If a comment or doc string is misleading one would be better off without
it entirely:
"take a number": the function can in fact take (at least)
any base type
"transform it": the function doesn't transform x to anything
although the name of the variable x is the same
as the argument x
"two-character string": to a string of at least 2 chars
"zero padded": where left/right???
> x = str(x)
> while len(x) < 2:
> x = "0" + x
You don't need loops for these kind of things. One possibility is to
replace the whole body with:
return str(x).zfill(2)
> return x
>
> regex = re.compile(r",\d{2}/[A-Z]{3}/\d{4},")
>
> for line in infile:
> matches = regex.findall(line)
> for someDate in matches:
>
Empty lines are supposed to make code more readable.
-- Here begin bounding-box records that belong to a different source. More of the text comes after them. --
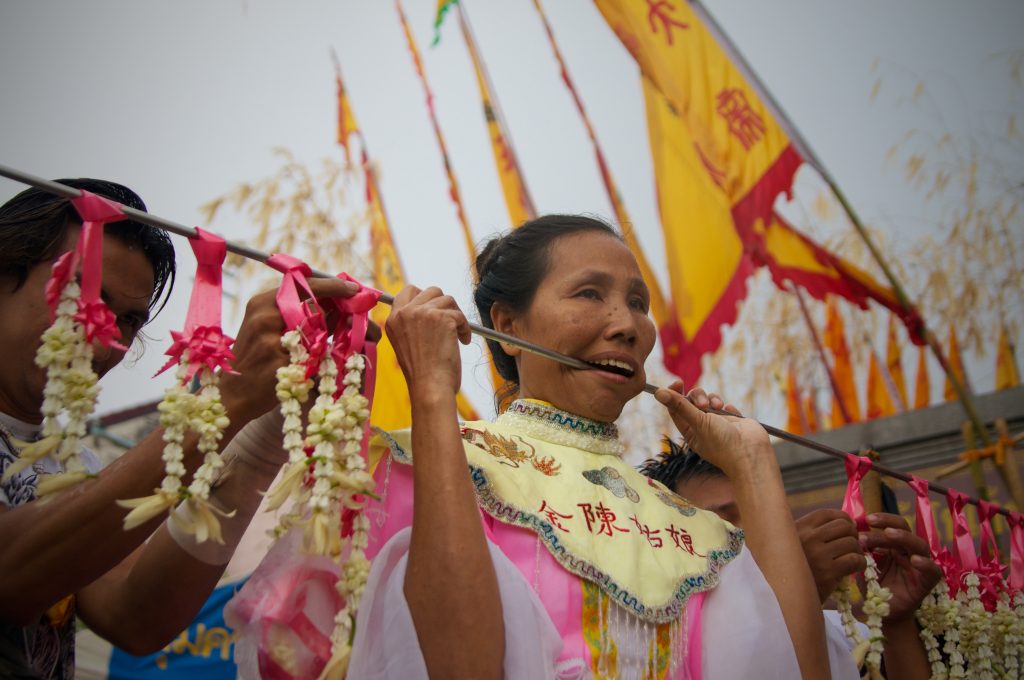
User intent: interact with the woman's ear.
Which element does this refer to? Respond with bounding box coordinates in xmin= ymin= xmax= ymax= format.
xmin=490 ymin=302 xmax=521 ymax=356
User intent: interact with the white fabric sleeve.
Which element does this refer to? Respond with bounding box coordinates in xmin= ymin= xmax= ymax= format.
xmin=821 ymin=609 xmax=870 ymax=678
xmin=348 ymin=527 xmax=562 ymax=680
xmin=700 ymin=547 xmax=860 ymax=680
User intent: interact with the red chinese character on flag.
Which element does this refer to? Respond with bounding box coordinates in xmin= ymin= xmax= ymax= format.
xmin=577 ymin=503 xmax=630 ymax=537
xmin=538 ymin=500 xmax=572 ymax=533
xmin=630 ymin=515 xmax=662 ymax=548
xmin=647 ymin=0 xmax=690 ymax=46
xmin=715 ymin=87 xmax=765 ymax=148
xmin=665 ymin=524 xmax=705 ymax=557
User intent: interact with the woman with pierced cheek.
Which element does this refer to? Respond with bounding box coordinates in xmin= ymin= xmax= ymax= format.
xmin=288 ymin=215 xmax=856 ymax=680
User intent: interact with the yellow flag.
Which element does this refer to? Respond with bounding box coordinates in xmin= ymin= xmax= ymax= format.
xmin=886 ymin=314 xmax=909 ymax=411
xmin=865 ymin=347 xmax=896 ymax=420
xmin=785 ymin=365 xmax=807 ymax=434
xmin=332 ymin=53 xmax=359 ymax=163
xmin=824 ymin=297 xmax=860 ymax=428
xmin=335 ymin=63 xmax=478 ymax=430
xmin=453 ymin=3 xmax=537 ymax=227
xmin=913 ymin=347 xmax=932 ymax=409
xmin=942 ymin=324 xmax=968 ymax=401
xmin=595 ymin=0 xmax=801 ymax=228
xmin=643 ymin=78 xmax=753 ymax=384
xmin=995 ymin=324 xmax=1021 ymax=389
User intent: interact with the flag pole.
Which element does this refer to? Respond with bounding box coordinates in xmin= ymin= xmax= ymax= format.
xmin=689 ymin=0 xmax=1024 ymax=507
xmin=456 ymin=2 xmax=537 ymax=218
xmin=790 ymin=282 xmax=853 ymax=423
xmin=0 ymin=164 xmax=1014 ymax=517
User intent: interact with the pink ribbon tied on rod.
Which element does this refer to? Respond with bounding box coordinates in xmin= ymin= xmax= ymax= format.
xmin=843 ymin=454 xmax=871 ymax=532
xmin=907 ymin=474 xmax=943 ymax=559
xmin=157 ymin=227 xmax=234 ymax=376
xmin=266 ymin=253 xmax=328 ymax=378
xmin=946 ymin=488 xmax=978 ymax=595
xmin=978 ymin=501 xmax=1007 ymax=611
xmin=46 ymin=189 xmax=127 ymax=351
xmin=1009 ymin=512 xmax=1024 ymax=593
xmin=907 ymin=475 xmax=959 ymax=588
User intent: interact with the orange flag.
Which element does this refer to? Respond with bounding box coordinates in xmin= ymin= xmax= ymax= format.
xmin=757 ymin=213 xmax=925 ymax=345
xmin=824 ymin=298 xmax=860 ymax=428
xmin=886 ymin=314 xmax=909 ymax=411
xmin=804 ymin=389 xmax=820 ymax=432
xmin=995 ymin=324 xmax=1021 ymax=389
xmin=394 ymin=0 xmax=505 ymax=399
xmin=331 ymin=50 xmax=359 ymax=163
xmin=913 ymin=347 xmax=932 ymax=409
xmin=942 ymin=323 xmax=969 ymax=401
xmin=335 ymin=63 xmax=478 ymax=430
xmin=456 ymin=3 xmax=537 ymax=227
xmin=865 ymin=347 xmax=896 ymax=420
xmin=534 ymin=0 xmax=672 ymax=328
xmin=394 ymin=0 xmax=476 ymax=267
xmin=593 ymin=0 xmax=923 ymax=383
xmin=785 ymin=365 xmax=807 ymax=434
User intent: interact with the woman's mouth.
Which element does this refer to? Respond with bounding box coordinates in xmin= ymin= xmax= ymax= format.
xmin=587 ymin=358 xmax=636 ymax=378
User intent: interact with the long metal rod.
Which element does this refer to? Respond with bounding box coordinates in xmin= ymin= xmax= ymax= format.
xmin=0 ymin=164 xmax=1011 ymax=517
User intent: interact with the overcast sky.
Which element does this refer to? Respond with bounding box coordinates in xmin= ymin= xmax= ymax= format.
xmin=0 ymin=0 xmax=1024 ymax=430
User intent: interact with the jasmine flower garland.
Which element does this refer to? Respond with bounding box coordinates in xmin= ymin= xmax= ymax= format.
xmin=956 ymin=571 xmax=995 ymax=680
xmin=3 ymin=281 xmax=99 ymax=496
xmin=267 ymin=330 xmax=313 ymax=516
xmin=184 ymin=367 xmax=234 ymax=544
xmin=864 ymin=553 xmax=893 ymax=680
xmin=310 ymin=354 xmax=374 ymax=680
xmin=992 ymin=591 xmax=1021 ymax=678
xmin=305 ymin=354 xmax=345 ymax=557
xmin=916 ymin=581 xmax=949 ymax=680
xmin=831 ymin=577 xmax=869 ymax=669
xmin=118 ymin=356 xmax=229 ymax=543
xmin=118 ymin=360 xmax=195 ymax=532
xmin=937 ymin=590 xmax=967 ymax=678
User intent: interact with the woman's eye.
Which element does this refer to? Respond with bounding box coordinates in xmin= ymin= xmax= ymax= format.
xmin=630 ymin=298 xmax=647 ymax=314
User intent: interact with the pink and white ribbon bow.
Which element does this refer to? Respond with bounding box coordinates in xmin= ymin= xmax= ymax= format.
xmin=157 ymin=227 xmax=234 ymax=382
xmin=843 ymin=454 xmax=871 ymax=532
xmin=266 ymin=253 xmax=328 ymax=378
xmin=46 ymin=189 xmax=127 ymax=350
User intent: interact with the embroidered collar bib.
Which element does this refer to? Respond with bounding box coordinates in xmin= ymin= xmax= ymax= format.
xmin=498 ymin=399 xmax=624 ymax=456
xmin=372 ymin=402 xmax=742 ymax=624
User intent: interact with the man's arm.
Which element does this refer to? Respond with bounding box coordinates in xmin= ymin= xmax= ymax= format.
xmin=78 ymin=411 xmax=288 ymax=654
xmin=0 ymin=279 xmax=354 ymax=625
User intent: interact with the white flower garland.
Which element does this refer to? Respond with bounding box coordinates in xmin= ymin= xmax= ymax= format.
xmin=833 ymin=554 xmax=892 ymax=680
xmin=185 ymin=367 xmax=234 ymax=544
xmin=864 ymin=553 xmax=893 ymax=678
xmin=118 ymin=350 xmax=231 ymax=543
xmin=831 ymin=577 xmax=869 ymax=669
xmin=3 ymin=281 xmax=99 ymax=497
xmin=267 ymin=330 xmax=313 ymax=520
xmin=956 ymin=571 xmax=995 ymax=680
xmin=1002 ymin=591 xmax=1024 ymax=678
xmin=991 ymin=591 xmax=1021 ymax=678
xmin=267 ymin=346 xmax=374 ymax=680
xmin=937 ymin=589 xmax=967 ymax=678
xmin=916 ymin=581 xmax=949 ymax=680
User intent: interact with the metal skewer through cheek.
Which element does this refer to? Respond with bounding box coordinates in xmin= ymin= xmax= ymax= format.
xmin=0 ymin=164 xmax=1010 ymax=516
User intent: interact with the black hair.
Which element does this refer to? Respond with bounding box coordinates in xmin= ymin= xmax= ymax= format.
xmin=640 ymin=437 xmax=725 ymax=491
xmin=473 ymin=215 xmax=622 ymax=397
xmin=0 ymin=177 xmax=176 ymax=315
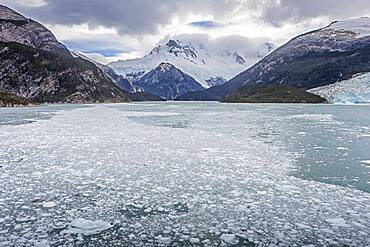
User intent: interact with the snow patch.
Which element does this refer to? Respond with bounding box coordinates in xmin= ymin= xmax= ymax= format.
xmin=328 ymin=17 xmax=370 ymax=38
xmin=308 ymin=73 xmax=370 ymax=104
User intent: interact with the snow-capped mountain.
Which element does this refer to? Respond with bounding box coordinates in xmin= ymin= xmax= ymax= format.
xmin=109 ymin=40 xmax=274 ymax=88
xmin=0 ymin=5 xmax=68 ymax=53
xmin=185 ymin=17 xmax=370 ymax=101
xmin=135 ymin=63 xmax=204 ymax=100
xmin=309 ymin=73 xmax=370 ymax=104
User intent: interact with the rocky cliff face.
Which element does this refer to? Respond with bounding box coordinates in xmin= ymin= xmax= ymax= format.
xmin=0 ymin=42 xmax=130 ymax=103
xmin=0 ymin=5 xmax=131 ymax=103
xmin=0 ymin=5 xmax=69 ymax=53
xmin=183 ymin=18 xmax=370 ymax=101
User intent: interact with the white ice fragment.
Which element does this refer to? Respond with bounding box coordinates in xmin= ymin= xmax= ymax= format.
xmin=42 ymin=202 xmax=56 ymax=208
xmin=155 ymin=235 xmax=171 ymax=244
xmin=220 ymin=233 xmax=238 ymax=244
xmin=326 ymin=218 xmax=348 ymax=227
xmin=144 ymin=208 xmax=152 ymax=214
xmin=189 ymin=238 xmax=200 ymax=244
xmin=62 ymin=218 xmax=113 ymax=236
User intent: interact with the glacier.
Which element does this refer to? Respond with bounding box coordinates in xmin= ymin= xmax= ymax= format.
xmin=0 ymin=103 xmax=370 ymax=246
xmin=308 ymin=73 xmax=370 ymax=104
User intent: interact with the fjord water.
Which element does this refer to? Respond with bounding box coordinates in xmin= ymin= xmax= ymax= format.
xmin=119 ymin=103 xmax=370 ymax=192
xmin=0 ymin=102 xmax=370 ymax=246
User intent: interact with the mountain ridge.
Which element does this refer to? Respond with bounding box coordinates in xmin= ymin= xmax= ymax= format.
xmin=108 ymin=39 xmax=274 ymax=88
xmin=177 ymin=18 xmax=370 ymax=101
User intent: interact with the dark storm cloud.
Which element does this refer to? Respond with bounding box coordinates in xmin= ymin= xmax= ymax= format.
xmin=0 ymin=0 xmax=370 ymax=35
xmin=246 ymin=0 xmax=370 ymax=26
xmin=5 ymin=0 xmax=239 ymax=34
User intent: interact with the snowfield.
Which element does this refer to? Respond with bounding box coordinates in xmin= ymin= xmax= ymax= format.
xmin=309 ymin=73 xmax=370 ymax=104
xmin=326 ymin=17 xmax=370 ymax=38
xmin=0 ymin=104 xmax=370 ymax=246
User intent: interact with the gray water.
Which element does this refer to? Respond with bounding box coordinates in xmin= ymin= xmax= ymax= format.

The above empty
line does the contrary by separating the block controlled by the for
and the for statement
> dayNum = formatDatePart(someDate[1:3])
> monthNum = formatDatePart(month[someDate[4:7]])
> yearNum = formatDatePart(someDate[8:12])
You don't need the formatDatePart function at all:
newDate = ",%4s-%02d-%2s," % \
(someDate[8:12],month[someDate[4:7]],someDate[1:3])
>
> newDate = ",%s-%s-%s," % (yearNum,monthNum,dayNum)
> line = line.replace(someDate, newDate)
>
> outfile.writelines(line)
>
> infile.close
> outfile.close
You have not read the answers given to the OP, have you. Because if you
had, your code would be:
infile.close()
outfile.close()
The reason your version seems to be working, is that you probably
execute your code from the command-line and exiting from Python to
command-line closes the files, even if you don't.